Literature DB >> 16845084

FootPrinter3: phylogenetic footprinting in partially alignable sequences.

Fei Fang1, Mathieu Blanchette.   

Abstract

FootPrinter3 is a web server for predicting transcription factor binding sites by using phylogenetic footprinting. Until now, phylogenetic footprinting approaches have been based either on multiple alignment analysis (e.g. PhyloVista, PhastCons), or on motif-discovery algorithms (e.g. FootPrinter2). FootPrinter3 integrates these two approaches, making use of local multiple sequence alignment blocks when those are available and reliable, but also allowing finding motifs in unalignable regions. The result is a set of predictions that joins the advantages of alignment-based methods (good specificity) to those of motif-based methods (good sensitivity, even in the presence of highly diverged species). FootPrinter3 is thus a tool of choice to exploit the wealth of vertebrate genomes being sequenced, as it allows taking full advantage of the sequences of highly diverged species (e.g. chicken, zebrafish), as well as those of more closely related species (e.g. mammals).
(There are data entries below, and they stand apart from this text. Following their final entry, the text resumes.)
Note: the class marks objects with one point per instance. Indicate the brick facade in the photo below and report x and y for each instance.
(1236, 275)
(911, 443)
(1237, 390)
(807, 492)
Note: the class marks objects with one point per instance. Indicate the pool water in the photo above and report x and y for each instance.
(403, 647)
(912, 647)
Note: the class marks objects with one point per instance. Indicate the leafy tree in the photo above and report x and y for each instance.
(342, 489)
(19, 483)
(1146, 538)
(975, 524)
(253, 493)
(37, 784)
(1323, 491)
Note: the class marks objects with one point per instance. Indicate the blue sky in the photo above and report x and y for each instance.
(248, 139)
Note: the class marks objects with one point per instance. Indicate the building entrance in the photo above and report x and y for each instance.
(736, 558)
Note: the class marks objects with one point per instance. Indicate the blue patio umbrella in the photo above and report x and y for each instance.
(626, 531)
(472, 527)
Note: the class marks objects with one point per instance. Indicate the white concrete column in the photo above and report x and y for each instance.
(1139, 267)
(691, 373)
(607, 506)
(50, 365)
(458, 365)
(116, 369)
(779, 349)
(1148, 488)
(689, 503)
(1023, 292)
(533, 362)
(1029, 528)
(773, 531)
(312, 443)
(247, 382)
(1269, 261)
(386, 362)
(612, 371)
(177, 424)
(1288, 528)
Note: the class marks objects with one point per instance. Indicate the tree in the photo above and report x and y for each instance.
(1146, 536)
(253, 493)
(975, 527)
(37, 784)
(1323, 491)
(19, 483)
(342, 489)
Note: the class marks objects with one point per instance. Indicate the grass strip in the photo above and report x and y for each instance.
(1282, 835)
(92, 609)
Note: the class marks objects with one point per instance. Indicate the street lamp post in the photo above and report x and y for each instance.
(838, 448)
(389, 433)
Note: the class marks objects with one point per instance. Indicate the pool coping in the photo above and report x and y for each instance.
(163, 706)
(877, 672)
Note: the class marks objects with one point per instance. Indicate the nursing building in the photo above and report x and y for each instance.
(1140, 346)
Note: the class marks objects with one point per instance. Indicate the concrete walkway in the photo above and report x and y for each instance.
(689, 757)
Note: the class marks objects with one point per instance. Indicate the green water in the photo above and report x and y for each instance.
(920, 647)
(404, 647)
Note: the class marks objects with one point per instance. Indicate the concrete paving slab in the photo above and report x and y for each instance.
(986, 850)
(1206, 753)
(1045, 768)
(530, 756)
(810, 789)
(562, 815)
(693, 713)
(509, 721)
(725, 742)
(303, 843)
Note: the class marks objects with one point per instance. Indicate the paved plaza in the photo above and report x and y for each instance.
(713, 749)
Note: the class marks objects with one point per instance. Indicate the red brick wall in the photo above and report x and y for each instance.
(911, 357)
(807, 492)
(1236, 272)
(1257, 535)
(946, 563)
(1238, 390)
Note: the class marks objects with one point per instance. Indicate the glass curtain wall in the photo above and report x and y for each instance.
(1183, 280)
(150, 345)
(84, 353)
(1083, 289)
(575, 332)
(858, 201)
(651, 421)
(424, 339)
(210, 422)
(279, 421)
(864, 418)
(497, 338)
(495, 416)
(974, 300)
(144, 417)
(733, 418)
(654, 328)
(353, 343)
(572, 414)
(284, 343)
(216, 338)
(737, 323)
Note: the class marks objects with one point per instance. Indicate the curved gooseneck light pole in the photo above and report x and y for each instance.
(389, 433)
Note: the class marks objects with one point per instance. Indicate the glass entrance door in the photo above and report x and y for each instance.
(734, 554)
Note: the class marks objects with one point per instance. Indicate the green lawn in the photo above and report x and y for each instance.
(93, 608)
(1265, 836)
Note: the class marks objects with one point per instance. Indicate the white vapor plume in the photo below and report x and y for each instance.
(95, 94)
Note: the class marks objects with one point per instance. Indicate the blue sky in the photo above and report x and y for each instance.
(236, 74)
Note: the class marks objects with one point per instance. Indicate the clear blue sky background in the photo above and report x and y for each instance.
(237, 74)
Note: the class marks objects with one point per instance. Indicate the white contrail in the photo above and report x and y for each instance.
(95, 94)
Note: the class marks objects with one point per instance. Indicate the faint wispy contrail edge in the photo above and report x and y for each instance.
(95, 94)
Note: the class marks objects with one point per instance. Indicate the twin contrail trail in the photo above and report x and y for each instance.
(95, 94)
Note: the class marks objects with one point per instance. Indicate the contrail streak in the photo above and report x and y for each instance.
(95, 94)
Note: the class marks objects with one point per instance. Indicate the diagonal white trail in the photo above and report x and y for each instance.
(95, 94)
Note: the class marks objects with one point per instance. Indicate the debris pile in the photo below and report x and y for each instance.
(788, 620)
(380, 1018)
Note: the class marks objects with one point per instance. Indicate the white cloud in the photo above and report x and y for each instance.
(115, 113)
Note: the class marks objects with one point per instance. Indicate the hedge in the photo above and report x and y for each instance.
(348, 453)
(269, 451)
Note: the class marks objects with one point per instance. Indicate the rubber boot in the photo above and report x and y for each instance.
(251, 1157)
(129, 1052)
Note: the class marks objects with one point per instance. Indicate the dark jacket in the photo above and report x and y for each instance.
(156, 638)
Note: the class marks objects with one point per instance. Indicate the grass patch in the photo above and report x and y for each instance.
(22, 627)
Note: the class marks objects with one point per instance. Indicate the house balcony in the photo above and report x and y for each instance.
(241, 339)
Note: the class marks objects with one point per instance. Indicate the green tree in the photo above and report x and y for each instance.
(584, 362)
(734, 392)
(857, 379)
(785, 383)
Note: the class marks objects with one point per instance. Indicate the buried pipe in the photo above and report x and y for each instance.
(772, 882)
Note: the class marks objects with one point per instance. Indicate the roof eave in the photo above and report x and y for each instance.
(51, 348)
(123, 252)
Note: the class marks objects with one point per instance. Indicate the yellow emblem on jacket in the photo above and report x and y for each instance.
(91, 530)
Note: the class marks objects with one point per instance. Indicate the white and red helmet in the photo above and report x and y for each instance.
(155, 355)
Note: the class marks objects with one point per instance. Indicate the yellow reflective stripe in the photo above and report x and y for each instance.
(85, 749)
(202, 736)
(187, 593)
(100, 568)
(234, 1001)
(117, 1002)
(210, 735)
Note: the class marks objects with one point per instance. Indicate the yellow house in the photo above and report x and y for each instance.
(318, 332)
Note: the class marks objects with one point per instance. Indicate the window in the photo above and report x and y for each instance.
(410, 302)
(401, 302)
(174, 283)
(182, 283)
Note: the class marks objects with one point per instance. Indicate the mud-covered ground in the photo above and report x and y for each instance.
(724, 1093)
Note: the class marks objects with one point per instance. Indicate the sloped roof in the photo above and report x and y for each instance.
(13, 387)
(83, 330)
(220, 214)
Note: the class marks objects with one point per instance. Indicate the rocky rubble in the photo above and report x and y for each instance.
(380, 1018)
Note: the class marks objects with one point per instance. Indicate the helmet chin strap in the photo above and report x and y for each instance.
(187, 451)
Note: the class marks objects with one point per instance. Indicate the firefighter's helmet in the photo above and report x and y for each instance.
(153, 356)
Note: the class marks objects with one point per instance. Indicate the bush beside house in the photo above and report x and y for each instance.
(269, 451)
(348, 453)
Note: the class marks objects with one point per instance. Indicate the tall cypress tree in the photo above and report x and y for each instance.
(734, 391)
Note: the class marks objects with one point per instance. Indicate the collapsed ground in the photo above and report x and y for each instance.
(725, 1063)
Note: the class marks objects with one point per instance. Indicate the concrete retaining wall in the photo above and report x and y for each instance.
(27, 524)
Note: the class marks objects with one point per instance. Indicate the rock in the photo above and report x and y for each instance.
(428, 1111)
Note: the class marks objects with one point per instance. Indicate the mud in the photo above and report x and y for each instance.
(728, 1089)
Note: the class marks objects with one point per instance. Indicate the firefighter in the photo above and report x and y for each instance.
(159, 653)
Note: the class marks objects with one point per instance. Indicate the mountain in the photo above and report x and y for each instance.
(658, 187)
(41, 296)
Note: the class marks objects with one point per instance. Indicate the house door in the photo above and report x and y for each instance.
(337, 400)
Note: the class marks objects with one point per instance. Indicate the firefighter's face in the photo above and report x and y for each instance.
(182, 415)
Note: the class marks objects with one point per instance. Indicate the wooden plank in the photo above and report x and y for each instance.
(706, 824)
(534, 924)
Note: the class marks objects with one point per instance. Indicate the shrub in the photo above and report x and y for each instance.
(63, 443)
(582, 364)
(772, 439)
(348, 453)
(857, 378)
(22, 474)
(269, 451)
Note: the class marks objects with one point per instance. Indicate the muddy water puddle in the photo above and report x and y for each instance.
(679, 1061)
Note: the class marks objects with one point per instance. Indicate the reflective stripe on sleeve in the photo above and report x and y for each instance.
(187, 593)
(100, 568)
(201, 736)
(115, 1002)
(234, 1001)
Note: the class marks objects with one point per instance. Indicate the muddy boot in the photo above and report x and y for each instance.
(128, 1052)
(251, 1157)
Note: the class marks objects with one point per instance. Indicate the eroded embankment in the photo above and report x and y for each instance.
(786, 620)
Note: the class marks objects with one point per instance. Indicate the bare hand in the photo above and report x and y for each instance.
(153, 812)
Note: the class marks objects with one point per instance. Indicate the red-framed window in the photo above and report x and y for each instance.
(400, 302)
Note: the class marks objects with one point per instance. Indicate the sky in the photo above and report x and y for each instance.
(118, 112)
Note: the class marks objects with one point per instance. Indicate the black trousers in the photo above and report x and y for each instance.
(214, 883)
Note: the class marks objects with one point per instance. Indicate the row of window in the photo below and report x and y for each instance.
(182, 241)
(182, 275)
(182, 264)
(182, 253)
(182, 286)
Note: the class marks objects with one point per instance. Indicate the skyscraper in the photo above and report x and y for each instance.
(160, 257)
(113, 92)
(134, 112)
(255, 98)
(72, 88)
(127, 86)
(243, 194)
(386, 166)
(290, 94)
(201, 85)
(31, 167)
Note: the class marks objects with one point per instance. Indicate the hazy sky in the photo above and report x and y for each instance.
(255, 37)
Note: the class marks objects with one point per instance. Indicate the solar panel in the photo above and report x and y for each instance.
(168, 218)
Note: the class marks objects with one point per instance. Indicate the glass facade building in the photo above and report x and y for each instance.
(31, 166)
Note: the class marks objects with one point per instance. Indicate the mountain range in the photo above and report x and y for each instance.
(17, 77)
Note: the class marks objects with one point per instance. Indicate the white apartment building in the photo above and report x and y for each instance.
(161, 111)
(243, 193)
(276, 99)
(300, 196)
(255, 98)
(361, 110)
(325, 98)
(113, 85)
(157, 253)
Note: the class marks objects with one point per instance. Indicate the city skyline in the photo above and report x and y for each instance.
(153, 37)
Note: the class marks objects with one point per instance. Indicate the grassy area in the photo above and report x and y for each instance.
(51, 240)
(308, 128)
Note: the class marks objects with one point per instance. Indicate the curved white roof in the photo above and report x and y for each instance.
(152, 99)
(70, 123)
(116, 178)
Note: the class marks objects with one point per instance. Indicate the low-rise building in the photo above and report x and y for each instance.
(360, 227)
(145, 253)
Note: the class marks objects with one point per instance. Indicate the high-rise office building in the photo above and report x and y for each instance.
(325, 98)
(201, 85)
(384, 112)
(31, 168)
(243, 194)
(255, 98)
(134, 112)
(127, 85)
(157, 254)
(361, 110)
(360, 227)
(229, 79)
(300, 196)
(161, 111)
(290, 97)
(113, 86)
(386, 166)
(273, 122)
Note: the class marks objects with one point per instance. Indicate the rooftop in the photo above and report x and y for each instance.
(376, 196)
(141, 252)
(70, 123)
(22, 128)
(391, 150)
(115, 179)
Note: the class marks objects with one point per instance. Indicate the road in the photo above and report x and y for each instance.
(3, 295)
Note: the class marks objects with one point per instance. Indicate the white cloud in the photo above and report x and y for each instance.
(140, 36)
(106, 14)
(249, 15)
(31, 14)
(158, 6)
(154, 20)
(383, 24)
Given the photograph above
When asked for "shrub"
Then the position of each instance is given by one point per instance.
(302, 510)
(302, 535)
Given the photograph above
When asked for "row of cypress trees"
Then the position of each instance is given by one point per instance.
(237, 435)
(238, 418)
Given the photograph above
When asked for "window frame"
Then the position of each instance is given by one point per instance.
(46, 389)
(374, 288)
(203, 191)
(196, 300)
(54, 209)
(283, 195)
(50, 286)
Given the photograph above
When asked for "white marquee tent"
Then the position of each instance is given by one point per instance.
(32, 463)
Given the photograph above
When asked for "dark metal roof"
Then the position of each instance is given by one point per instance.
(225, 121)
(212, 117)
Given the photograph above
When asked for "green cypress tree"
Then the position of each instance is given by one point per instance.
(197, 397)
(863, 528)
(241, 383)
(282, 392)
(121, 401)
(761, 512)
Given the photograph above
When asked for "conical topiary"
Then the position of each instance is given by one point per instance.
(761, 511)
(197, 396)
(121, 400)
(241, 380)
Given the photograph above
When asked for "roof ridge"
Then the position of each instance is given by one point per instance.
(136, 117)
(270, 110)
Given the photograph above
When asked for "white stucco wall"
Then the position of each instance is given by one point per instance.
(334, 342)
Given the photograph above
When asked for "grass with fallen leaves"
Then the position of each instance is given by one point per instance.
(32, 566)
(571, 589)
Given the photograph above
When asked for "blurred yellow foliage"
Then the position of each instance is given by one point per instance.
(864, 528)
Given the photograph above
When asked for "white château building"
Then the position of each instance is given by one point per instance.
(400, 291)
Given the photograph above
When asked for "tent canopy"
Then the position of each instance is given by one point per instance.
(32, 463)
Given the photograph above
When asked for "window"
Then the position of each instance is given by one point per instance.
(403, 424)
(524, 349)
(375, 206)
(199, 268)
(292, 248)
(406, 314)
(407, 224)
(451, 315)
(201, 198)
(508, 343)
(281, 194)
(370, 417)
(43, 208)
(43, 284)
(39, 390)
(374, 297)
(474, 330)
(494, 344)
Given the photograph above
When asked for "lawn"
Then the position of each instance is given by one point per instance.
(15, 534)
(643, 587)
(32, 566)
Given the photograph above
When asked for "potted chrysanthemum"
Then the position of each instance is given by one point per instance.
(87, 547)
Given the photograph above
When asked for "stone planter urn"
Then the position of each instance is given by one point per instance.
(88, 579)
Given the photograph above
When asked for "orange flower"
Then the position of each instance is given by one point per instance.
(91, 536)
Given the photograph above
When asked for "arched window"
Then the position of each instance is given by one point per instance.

The FootPrinter3 web server is available at: http://www.mcb.mcgill.ca/~blanchem/FootPrinter3.

Entities:  

Mesh:

Substances:

Year:  2006        PMID: 16845084      PMCID: PMC1538810          DOI: 10.1093/nar/gkl123

Source DB:  PubMed          Journal:  Nucleic Acids Res        ISSN: 0305-1048            Impact factor:   16.971


INTRODUCTION

Phylogenetic footprinting is a comparative genomics approach to the computational prediction of transcription factor binding sites [for a review see (1)]. Under the premise that functional regions of a DNA sequence tend to evolve at a lower rate than non-functional regions, highly conserved regions found in a set of homologous promoter sequences are likely to be regulatory elements. While several phylogenetic footprinting methods have been developed for identifying putative binding sites for transcription factors with known position weight matrices [e.g. rVISTA (2) and ConSite (3)], our focus here is on de novo methods, where no prior knowledge about the transcription factors involved is assumed. De novo phylogenetic footprinting methods can be separated into two groups. The first group, called alignment-based methods, contains the most published variations [see, among others, PhyloVISTA (4) and PhastCons (5)]. These methods start by computing a multiple sequence alignment of the set of orthologous sequences considered. The alignment is then scanned to identify conserved regions. Methods from the second group, called motif-based methods, do not assume that the orthologous sequences can be reliably aligned, but instead directly attempt to identify sets of subsequences that exhibit a high degree of conservation [see, e.g. FootPrinter2 (6,7)]. Here, we introduce FootPrinter3, a new web-based program that unifies the two approaches, taking advantage of the strengths of both methods.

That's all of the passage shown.